In this view, our current dilemma is that we are achieving global impact without any sense of global control. The analysis is filled with Grinspoon’s experience as an astrobiologist and it draws together themes that are at the heart of how we consider our own future and how we look at other civilizations. For make no mistake, when we examine SETI, we’re forced to address questions like the lifespan of a technological civilization. If such societies persist, how do they do it, and equally of interest, what sort of signature would they leave? Stanislaw Lem comes to mind, and Grinspoon quotes him from his Summa Technologiae:

We need to overcome the habit of considering outcomes of human activity as more imperfect than those of nature’s activity — understandable as such a habit may be at the current stage of development — if we are to talk about what is going to happen in a faraway future.

Are we not ourselves a part of the nature we study, and rather than deploring the fact, should we not be considering how to make our own contribution to the mindfulness that intelligent life brings to the universe? You may pick up a bit of Sagan in these themes, particularly the Sagan (and Shklovskii) of the 1966 masterwork Intelligent Life in the Universe. The connection is borne out by Grinspoon’s relationship with Sagan, who worked with the author’s father at Harvard and shaped his boyhood and early career. No wonder Sagan and Shklovskii’s influence on SETI play such a vital and entertaining role in his book.

A Third Route for SETI

A confluence of events marks the beginning of SETI, with Frank Drake’s early efforts at Project Ozma following swiftly after the famous “Searching for Interstellar Communications” paper by Giuseppe Cocconi and Philip Morrison. But I think you could say that the discipline put down its formative roots at two conferences, the first being the one Drake hosted at Green Bank in 1961, the second the First All-Union Conference on Extraterrestrial Civilizations and Interstellar Communication, which was held in 1964 at the Byurakan Astrophysical Observatory in Soviet Armenia. Between the two we see a foundational SETI defined.

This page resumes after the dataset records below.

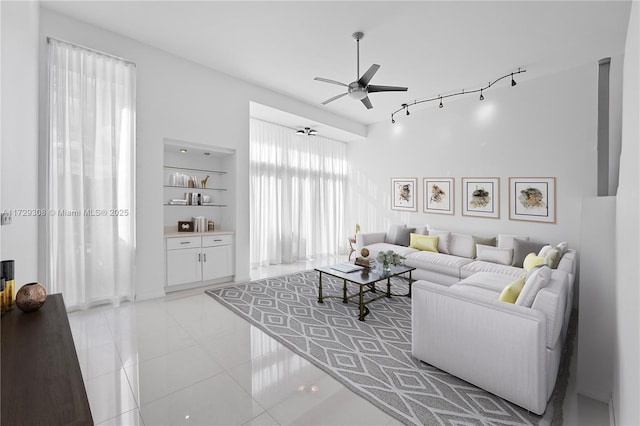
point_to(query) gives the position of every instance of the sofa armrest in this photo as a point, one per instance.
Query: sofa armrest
(369, 238)
(495, 345)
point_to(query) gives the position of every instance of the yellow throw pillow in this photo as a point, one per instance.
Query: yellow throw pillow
(424, 242)
(512, 291)
(531, 261)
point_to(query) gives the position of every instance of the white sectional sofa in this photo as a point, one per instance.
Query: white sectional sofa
(459, 325)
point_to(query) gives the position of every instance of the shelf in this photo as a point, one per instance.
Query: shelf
(186, 187)
(195, 205)
(217, 172)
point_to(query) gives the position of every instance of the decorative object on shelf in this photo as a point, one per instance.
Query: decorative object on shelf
(403, 194)
(184, 226)
(361, 88)
(532, 199)
(203, 182)
(7, 271)
(388, 258)
(405, 107)
(31, 297)
(481, 197)
(439, 195)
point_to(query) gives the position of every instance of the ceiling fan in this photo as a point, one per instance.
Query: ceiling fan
(361, 88)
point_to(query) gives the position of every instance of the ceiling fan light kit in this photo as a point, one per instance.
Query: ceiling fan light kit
(405, 107)
(307, 131)
(360, 88)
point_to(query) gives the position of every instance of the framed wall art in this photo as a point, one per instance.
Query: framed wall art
(404, 194)
(439, 195)
(532, 199)
(481, 197)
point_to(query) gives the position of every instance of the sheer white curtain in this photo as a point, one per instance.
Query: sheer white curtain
(297, 195)
(91, 176)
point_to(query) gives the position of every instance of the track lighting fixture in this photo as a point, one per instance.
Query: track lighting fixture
(462, 92)
(307, 131)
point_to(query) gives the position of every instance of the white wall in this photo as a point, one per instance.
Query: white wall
(541, 127)
(626, 384)
(184, 101)
(20, 136)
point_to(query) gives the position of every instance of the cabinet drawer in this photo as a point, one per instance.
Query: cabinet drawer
(217, 240)
(183, 242)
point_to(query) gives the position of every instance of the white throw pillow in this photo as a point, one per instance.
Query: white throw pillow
(563, 247)
(537, 280)
(462, 245)
(544, 250)
(444, 238)
(494, 254)
(506, 241)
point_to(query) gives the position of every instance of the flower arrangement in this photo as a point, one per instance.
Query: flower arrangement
(389, 257)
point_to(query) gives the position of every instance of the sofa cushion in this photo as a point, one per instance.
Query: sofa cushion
(506, 241)
(436, 262)
(552, 258)
(444, 238)
(462, 245)
(531, 261)
(487, 280)
(424, 242)
(511, 292)
(493, 254)
(399, 235)
(522, 248)
(376, 248)
(482, 266)
(485, 241)
(536, 281)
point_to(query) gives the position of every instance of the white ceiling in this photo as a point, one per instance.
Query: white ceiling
(432, 47)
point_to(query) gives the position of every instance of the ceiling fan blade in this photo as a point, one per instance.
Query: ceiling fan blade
(326, 80)
(366, 102)
(334, 98)
(373, 89)
(366, 77)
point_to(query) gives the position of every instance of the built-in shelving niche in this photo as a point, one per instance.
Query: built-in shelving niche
(196, 163)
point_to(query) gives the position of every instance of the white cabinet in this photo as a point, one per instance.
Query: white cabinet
(199, 259)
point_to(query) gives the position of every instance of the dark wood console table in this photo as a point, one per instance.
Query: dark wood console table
(41, 378)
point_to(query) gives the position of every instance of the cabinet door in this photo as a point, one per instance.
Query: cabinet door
(184, 266)
(217, 262)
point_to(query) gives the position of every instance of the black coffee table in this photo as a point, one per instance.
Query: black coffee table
(366, 281)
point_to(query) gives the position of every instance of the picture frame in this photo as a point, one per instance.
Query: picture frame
(532, 199)
(404, 194)
(439, 195)
(481, 197)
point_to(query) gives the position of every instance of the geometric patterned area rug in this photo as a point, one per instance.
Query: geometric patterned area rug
(373, 358)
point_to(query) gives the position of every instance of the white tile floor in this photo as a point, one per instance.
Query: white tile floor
(186, 360)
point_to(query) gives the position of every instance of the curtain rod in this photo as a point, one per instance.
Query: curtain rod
(49, 39)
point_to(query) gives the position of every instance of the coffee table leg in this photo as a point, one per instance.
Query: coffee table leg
(361, 304)
(320, 288)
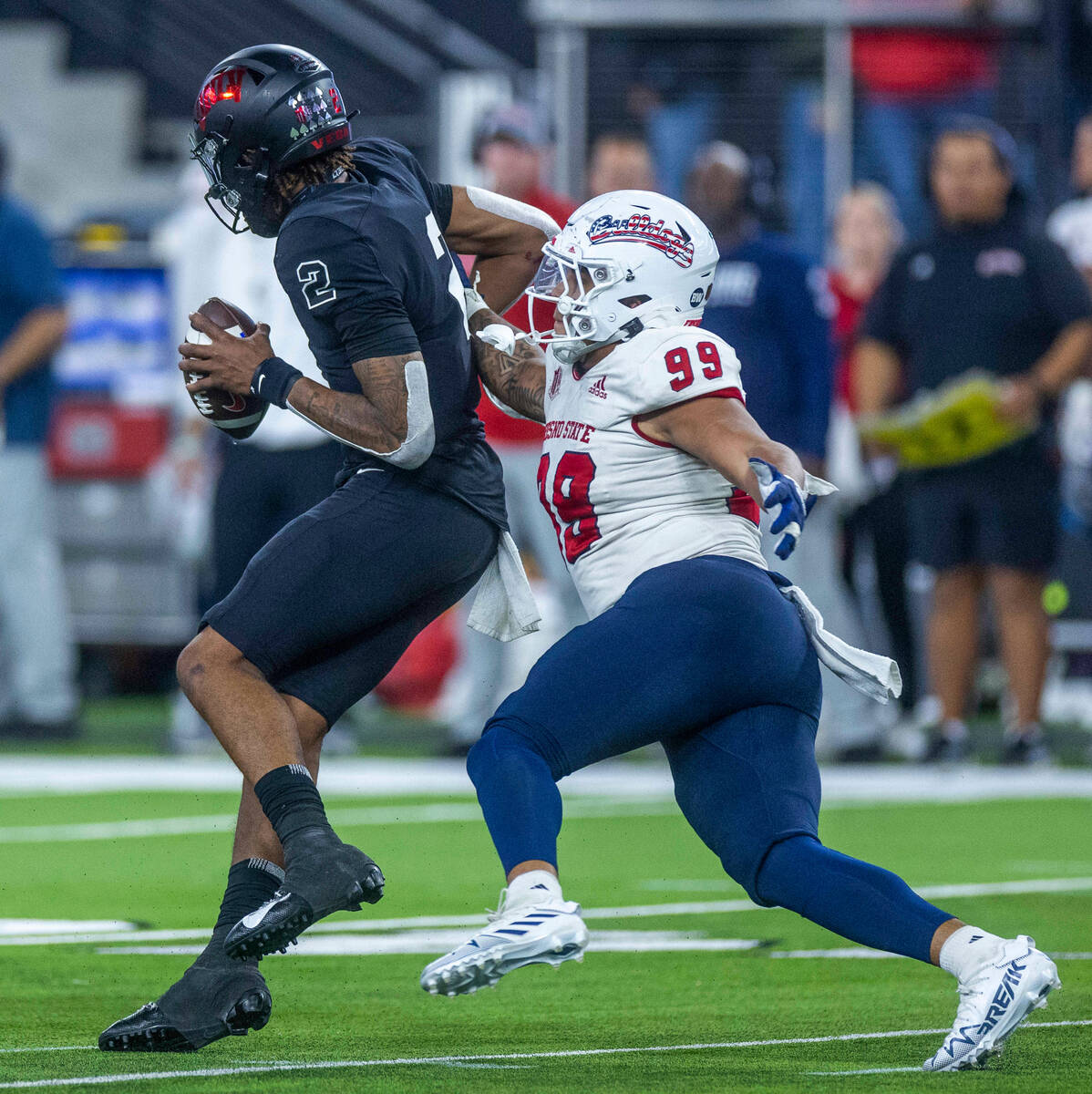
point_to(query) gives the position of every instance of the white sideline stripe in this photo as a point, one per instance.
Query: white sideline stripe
(63, 925)
(561, 1054)
(344, 819)
(47, 1048)
(371, 778)
(864, 1071)
(633, 912)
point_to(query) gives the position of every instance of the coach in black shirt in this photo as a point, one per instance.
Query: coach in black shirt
(982, 293)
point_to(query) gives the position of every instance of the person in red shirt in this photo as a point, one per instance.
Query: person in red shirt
(512, 148)
(911, 80)
(867, 232)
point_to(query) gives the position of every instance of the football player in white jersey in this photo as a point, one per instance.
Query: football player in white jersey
(654, 474)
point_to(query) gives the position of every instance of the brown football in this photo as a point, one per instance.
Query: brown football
(239, 416)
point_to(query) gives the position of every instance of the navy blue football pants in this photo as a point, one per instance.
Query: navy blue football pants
(709, 659)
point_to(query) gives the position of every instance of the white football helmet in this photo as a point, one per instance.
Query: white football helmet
(623, 263)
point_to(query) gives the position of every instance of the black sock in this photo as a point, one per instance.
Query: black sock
(250, 884)
(290, 800)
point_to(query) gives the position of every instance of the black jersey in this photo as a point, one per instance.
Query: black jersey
(369, 274)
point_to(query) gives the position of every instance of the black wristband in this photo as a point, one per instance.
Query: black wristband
(273, 380)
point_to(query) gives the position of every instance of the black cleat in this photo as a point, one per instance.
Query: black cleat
(322, 875)
(209, 1002)
(945, 750)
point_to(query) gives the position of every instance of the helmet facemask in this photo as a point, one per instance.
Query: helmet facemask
(240, 205)
(585, 296)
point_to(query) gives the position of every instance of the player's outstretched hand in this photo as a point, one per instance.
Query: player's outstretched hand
(784, 493)
(228, 361)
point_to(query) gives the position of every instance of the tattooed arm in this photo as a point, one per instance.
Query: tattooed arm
(392, 418)
(518, 378)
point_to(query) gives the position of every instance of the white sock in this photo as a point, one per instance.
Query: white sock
(967, 949)
(531, 887)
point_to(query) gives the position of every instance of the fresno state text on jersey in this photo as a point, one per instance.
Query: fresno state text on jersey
(622, 502)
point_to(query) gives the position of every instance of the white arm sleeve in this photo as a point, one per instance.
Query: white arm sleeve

Frank Drake’s famous equation emerged from Green Bank, a conference with only 11 attendees that took SETI out of the realm of theory and into observational science. At Byurakan, Iosif Shklovskii criticized the Cocconi and Morrison paper for being too restrictive — the authors, Shklovskii argued, assumed that extraterrestrial civilizations would be on approximately the same level as ourselves. Shklovskii believed that any civilizations we detected would be far more advanced technologically than ourselves, for “We are only infants as far as science and technology are concerned,” and technology’s growth is rapid.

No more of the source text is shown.